Este fue el comienzo de nuestro dominio en su mundo. Pero fue sólo el principio. Desde entonces, su historia es poco más que una lucha por el dominio entre el viejo espíritu pagano y nuestro espíritu judío. La mitad de las guerras, grandes y pequeñas, son guerras religiosas, luchadas por la interpretación de una cosa u otra de nuestras enseñanzas. Apenas Se liberaron de su primitiva simplicidad religiosa e intentaron la práctica del saber pagano romano, Lutero, armado con nuestros evangelios, se levantó para derrotarlos y volver a consagrar nuestra herencia. Tomemos las tres principales revoluciones de los tiempos modernos: la francesa, la americana y la rusa. ¿Qué son sino el triunfo de la idea judía de justicia social, política y económica? Y aún falta mucho para el final. Todavía los dominamos. En este mismo momento sus iglesias están desgarradas por una guerra civil entre fundamentalistas y modernistas, es decir, entre los que se aferran literalmente a nuestras enseñanzas y tradiciones y los que se esfuerzan a pasos lentos por desposeérnos. En Dayton, Tennessee, una comunidad educada en la Biblia prohíbe la enseñanza de su ciencia porque entra en conflicto con nuestro antiguo relato judío del origen de la vida; y el Sr. Bryan, líder del Ku Klux Klan antijudío en la Convención Nacional Demócrata, hace la lucha suprema de su vida en nuestro nombre, sin darse cuenta de la contradicción. Una y otra vez la herencia puritana de Judea irrumpe en oleadas de censura escénica, leyes dominicales azules y leyes nacionales de prohibición. Y mientras suceden estas cosas, ustedes hablan de la influencia judía en el cine.

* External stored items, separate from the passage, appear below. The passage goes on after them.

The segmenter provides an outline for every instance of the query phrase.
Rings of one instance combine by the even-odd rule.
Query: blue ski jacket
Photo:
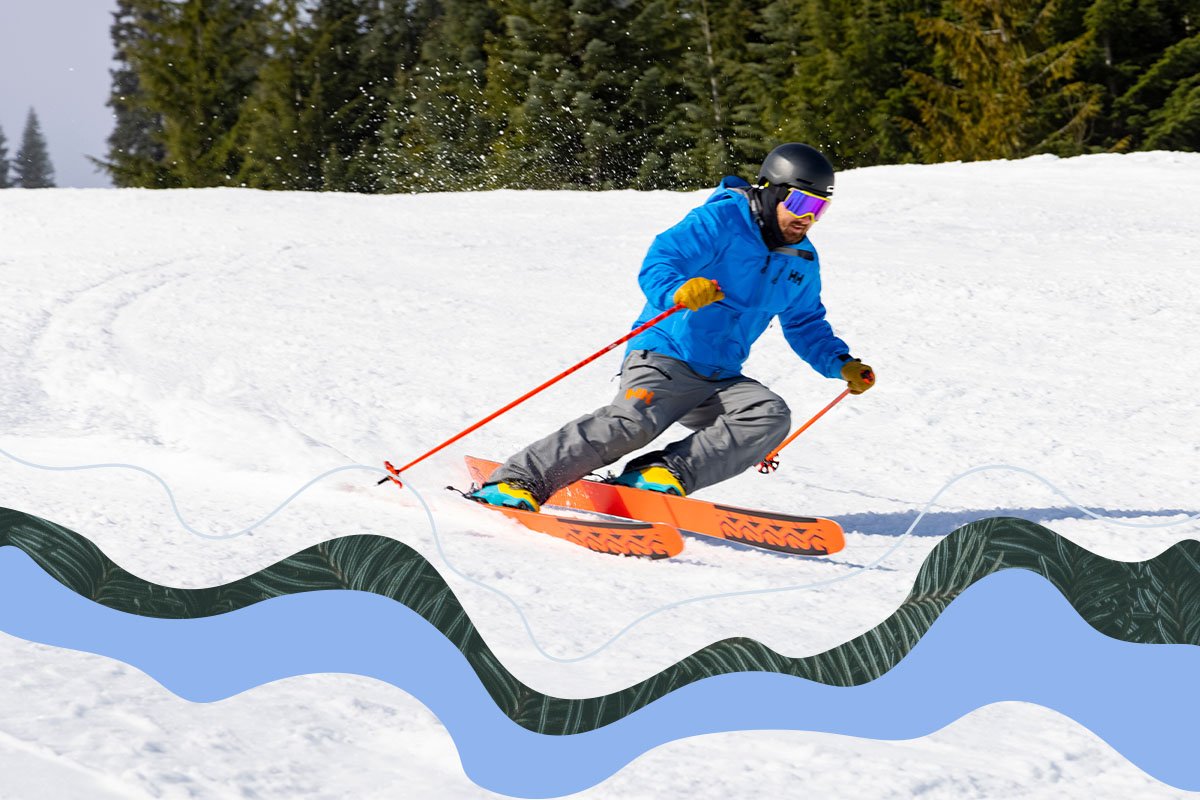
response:
[[[709,378],[734,377],[750,345],[778,316],[797,355],[825,377],[839,378],[850,348],[825,321],[817,251],[807,237],[768,250],[750,209],[749,186],[725,178],[704,205],[655,237],[638,274],[646,307],[633,327],[674,306],[675,291],[690,278],[717,281],[725,299],[672,314],[631,339],[626,352],[652,350]]]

¿No es de extrañar que estén resentidos con nosotros? Hemos obstaculizado su progreso. Les hemos impuesto un libro extraño y una fe extraña que no puedes tragar ni digerir, que se opone a su espíritu nativo, que les mantiene eternamente incómodos para rechazar o aceptar en su totalidad. En su totalidad, por supuesto, nunca han aceptado nuestras enseñanzas cristianas. En sus corazones siguen siendo paganos. Aún aman la guerra, las imágenes esculpidas y las luchas. Aún les enorgullece la gloria de la figura humana desnuda. Su conciencia social, a pesar de toda la democracia y de todas sus revoluciones sociales, sigue siendo lamentablemente imperfecta. No hemos hecho más que dividir su alma, confundir sus impulsos, paralizar sus deseos. En medio de la batalla se ven obligados a arrodillarse ante aquel que les ordenó poner la otra mejilla, que dijo "No resistan al mal" y "Bienaventurados los pacificadores". En su afán de lucro, de repente les perturba un recuerdo de sus días de escuela dominical. En sus luchas industriales, cuando podrían aplastar una huelga sin remordimientos, de repente recuerdan que los pobres son bienaventurados y que los hombres son hermanos en la paternidad del Señor. Y cuando están a punto de ceder a la tentación, su formación judía les pone una mano disuasoria en el hombro y les quita la copa rebosante de los labios.

Los cristianos nunca los han cristianizado. Hasta ese punto hemos fracasado con ustedes. Pero les hemos estropeado para siempre la diversión del paganismo. Entonces, ¿por qué no deberían estar resentidos con nosotros? Si estuviéramos en su lugar, probablemente les desagradariamos más cordialmente que ustedes a nosotros. Pero no deberíamos tener reparos en decirles por qué. No deberíamos recurrir a evasivas y pretextos transparentes. Con millones de comerciantes judíos dolorosamente respetables a nuestro alrededor no deberíamos insultar su inteligencia y nuestra propia honestidad hablando del comunismo como una filosofía judía. Y con millones de impecables vendedores ambulantes y obreros judíos que trabajan duro, no deberíamos hacer el ridículo hablando del capitalismo internacional como un monopolio judío. No, deberíamos ir directamente al grano. Deberíamos contemplar este embrollo confuso e ineficaz que llamamos civilización, esta mezcolanza mitad cristiana mitad pagana, y -si estuviéramos en el lugar inverso- deberíamos decírte sin rodeos: "Por este problema, gracias a ti, a tus profetas y a tu Biblia".